Все это означает смерть веберовского мифа в современной политической культуре. Алиби, выданное буржуазии М. Вебером, заведомо неприменимо к буржуа новейшей финансово-спекулятивной формации. Но буржуазия, утратившая общественное алиби, вынуждена все больше остраняться от окружающего общества и замыкаться в особую международную группу, которая рассчитывает уже не на широкую гражданскую поддержку, а на поддержку неких глобальных, наднациональных сил, имеющих свои замыслы в отношении современного мира.

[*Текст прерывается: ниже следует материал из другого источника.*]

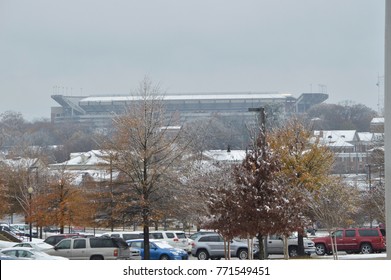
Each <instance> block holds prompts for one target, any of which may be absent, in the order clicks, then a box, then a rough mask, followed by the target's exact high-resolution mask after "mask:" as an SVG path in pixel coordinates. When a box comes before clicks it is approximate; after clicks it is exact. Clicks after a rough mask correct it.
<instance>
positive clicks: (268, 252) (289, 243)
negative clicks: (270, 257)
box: [254, 234, 315, 258]
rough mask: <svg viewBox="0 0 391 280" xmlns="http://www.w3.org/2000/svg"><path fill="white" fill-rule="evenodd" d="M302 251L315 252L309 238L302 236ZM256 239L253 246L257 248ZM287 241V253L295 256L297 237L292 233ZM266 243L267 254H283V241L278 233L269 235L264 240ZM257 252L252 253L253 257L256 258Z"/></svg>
mask: <svg viewBox="0 0 391 280" xmlns="http://www.w3.org/2000/svg"><path fill="white" fill-rule="evenodd" d="M303 241H304V253H305V254H307V255H309V256H310V255H311V254H313V253H315V243H314V242H313V241H312V240H311V239H309V238H306V237H305V238H304V240H303ZM257 242H258V240H256V243H255V246H257V248H259V246H258V243H257ZM287 242H288V254H289V256H290V257H295V256H297V255H298V246H299V245H298V238H297V236H296V235H295V234H292V235H291V236H289V237H288V238H287ZM266 244H267V250H266V251H267V253H268V255H274V254H278V255H283V254H284V241H283V237H282V236H280V235H276V234H274V235H269V236H268V238H267V241H266ZM257 254H258V252H257V253H256V254H255V255H254V258H258V256H257Z"/></svg>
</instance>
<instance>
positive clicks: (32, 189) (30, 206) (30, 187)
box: [27, 187, 34, 242]
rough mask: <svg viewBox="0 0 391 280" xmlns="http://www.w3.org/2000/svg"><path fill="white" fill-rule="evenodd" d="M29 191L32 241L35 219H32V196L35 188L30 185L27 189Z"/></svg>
mask: <svg viewBox="0 0 391 280" xmlns="http://www.w3.org/2000/svg"><path fill="white" fill-rule="evenodd" d="M27 191H28V193H29V223H30V242H31V241H32V238H33V221H32V207H31V206H32V205H31V196H32V194H33V192H34V189H33V188H32V187H29V188H28V189H27Z"/></svg>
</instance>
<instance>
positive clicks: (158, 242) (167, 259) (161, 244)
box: [126, 239, 189, 260]
mask: <svg viewBox="0 0 391 280" xmlns="http://www.w3.org/2000/svg"><path fill="white" fill-rule="evenodd" d="M126 242H127V243H128V245H129V246H130V247H131V248H137V249H139V250H140V255H141V259H144V255H145V252H144V239H134V240H127V241H126ZM149 252H150V259H151V260H187V259H189V254H188V253H187V252H186V251H185V250H182V249H178V248H174V247H172V246H171V245H169V244H168V243H166V242H165V241H161V240H155V239H151V240H150V241H149Z"/></svg>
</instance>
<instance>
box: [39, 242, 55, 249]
mask: <svg viewBox="0 0 391 280" xmlns="http://www.w3.org/2000/svg"><path fill="white" fill-rule="evenodd" d="M36 245H37V247H38V248H40V249H50V248H53V246H52V245H50V244H47V243H45V242H39V243H36Z"/></svg>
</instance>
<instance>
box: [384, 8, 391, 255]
mask: <svg viewBox="0 0 391 280" xmlns="http://www.w3.org/2000/svg"><path fill="white" fill-rule="evenodd" d="M385 3H386V13H385V16H386V18H385V44H384V105H385V106H384V112H385V115H384V129H385V131H384V132H385V151H388V153H384V154H385V178H386V197H385V203H386V232H388V234H387V235H386V239H387V259H389V260H391V235H390V233H391V154H390V153H389V151H390V149H391V0H386V2H385Z"/></svg>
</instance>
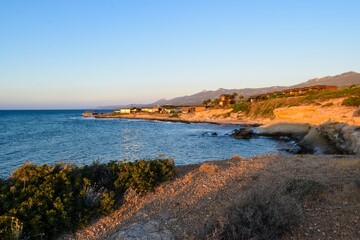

Разумеется, попытки искусственно продлить «веберовский ренессанс», а вместе с этим и миф о добродетельном буржуа-труженике, еще будут возобновляться. В Германии издается полное собрание сочинений А. Вебера, которому хотят придать едва ли не тот же статус священного всеобъясняющего текста, какой имело второе (полное) издание сочинений К. Маркса в Советском Союзе. Но все эти попытки уже обречены на неудачу: веберианский миф оказался значительно менее долговечным, чем марксистский, смерть которого отразилась и на судьбах советской сверхдержавы, и на судьбах посткапиталистического цивилизационного проекта в целом. Видимо, какое-то время «прогрессивное» интеллектуальное сообщество еще будет отмалчиваться, делая вид, что ничего не произошло. Но затягивать молчание надолго невозможно. Нам следует ожидать конструирования нового мифа о буржуа, который, словно Протей, от эпохи к эпохе меняет свой лик, предопределяя тем самым наиболее причудливые зигзаги и повороты теории.